Eleanor Margaret Burbidge (née Peachey), FRS (born August 12, 1919 in Davenport) is a British-born American astrophysicist, noted for original research and holding many administrative posts, including Director of the Royal Greenwich Observatory.

During her career, she served at the University of London Observatory, Yerkes Observatory of the University of Chicago, Cavendish Laboratory in Cambridge, England, the California Institute of Technology, and, from 1979 to 1988, was first director of the Center for Astronomy and Space Sciences at the University of California, San Diego (UCSD), where she has worked since 1962.

Burbidge started studying astronomy in 1936, at University College, London, was graduated in 1939, and received her Ph.D. at University College in 1943. She was turned down for a Carnegie Fellowship in 1945 because the fellowship would have meant that she would have had to observe at Mount Wilson observatory, which was reserved only for men at that time.

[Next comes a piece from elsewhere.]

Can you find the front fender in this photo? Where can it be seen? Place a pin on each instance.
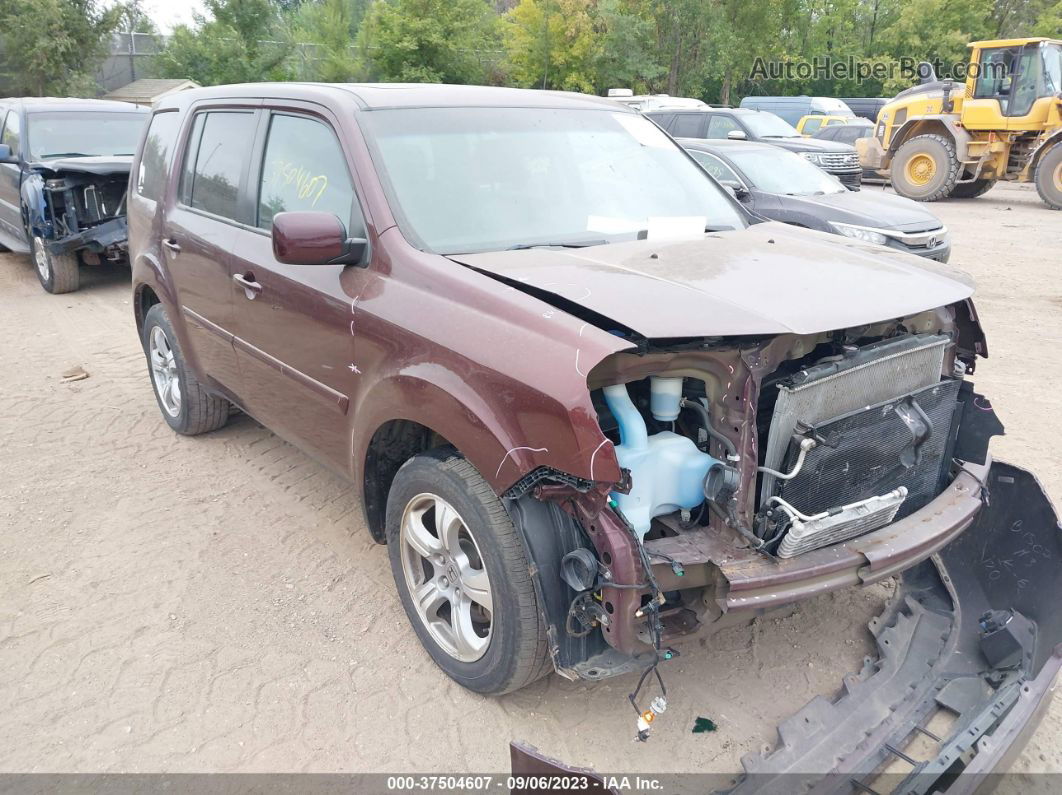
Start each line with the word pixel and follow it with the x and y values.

In 1950, she applied for a grant at the Yerkes Observatory in Williams Bay, Wisconsin, and went to the United States in 1951. Her research interests focused on chemical abundances in stars. She returned to England in 1953 and started research in collaboration with her husband Geoffrey Burbidge, William Alfred Fowler, and Fred Hoyle. Based on experimentation and observational data initiated by Margaret and Geoffrey Burbidge, the team produced a hypothesis that all chemical elements might be synthesized in stars by nuclear reaction (known now as stellar nucleosynthesis). The resulting astrophysical theory, which was published in 1957, was called the B2FH theory after the participants who collaborated in the research (Burbidge, Burbidge, Fowler, Hoyle). This theory has been the basis for a substantial field of research in astrophysics.